Legal Suspense: Chance of being categorized incorrectly and meeting liabilities.
Comparing the Policies: The UK and US
The UK and the US both have strategies in place to differentiate between full-time jobs and self-employment. However, the measures and enforcement vary wildly. In the UK, the focus is on IR35 and hidden employment tests. In the US, the emphasis is on the controls over relationships, finance, and behaviour.
Tax Implications: Both nations have tax substances for self-employed people. Wrong categorization may lead to substantial back tariffs and fines.
Flexibility vs. Security: The advantages of flexibility and freedom come with an exchange for the protection and benefits given to employees.

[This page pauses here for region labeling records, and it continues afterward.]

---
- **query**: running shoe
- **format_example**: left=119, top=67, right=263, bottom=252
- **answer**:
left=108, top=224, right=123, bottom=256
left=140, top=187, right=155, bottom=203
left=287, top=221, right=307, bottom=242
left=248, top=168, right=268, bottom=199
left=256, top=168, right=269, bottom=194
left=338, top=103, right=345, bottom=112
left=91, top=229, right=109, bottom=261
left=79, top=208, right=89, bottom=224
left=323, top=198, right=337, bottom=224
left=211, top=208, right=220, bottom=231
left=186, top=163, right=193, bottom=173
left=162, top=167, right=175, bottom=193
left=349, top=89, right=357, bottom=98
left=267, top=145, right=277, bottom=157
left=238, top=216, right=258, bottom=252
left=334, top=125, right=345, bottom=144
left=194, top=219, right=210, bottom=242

Legal security: According to our survey, self-employed people from both of the countries lack multiple protection advantages afforded to employees, such as sick wages, lowest wage, and unemployment schemes.
Conclusion
While it is likely to be self-employed and work for one company continuously in both the UK and the US, it arrives with intricacies that need thorough navigation. Understanding the law, tax, and financial importance is essential in making an instructed decision. With the proper strategy, you can also take advantage of flexibility and autonomy while lowering the dangers and ensuring compliance with the relevant regulations in your country. But before making any decision, you should always hire a consultant to discuss legal or financial matters for your specific situation.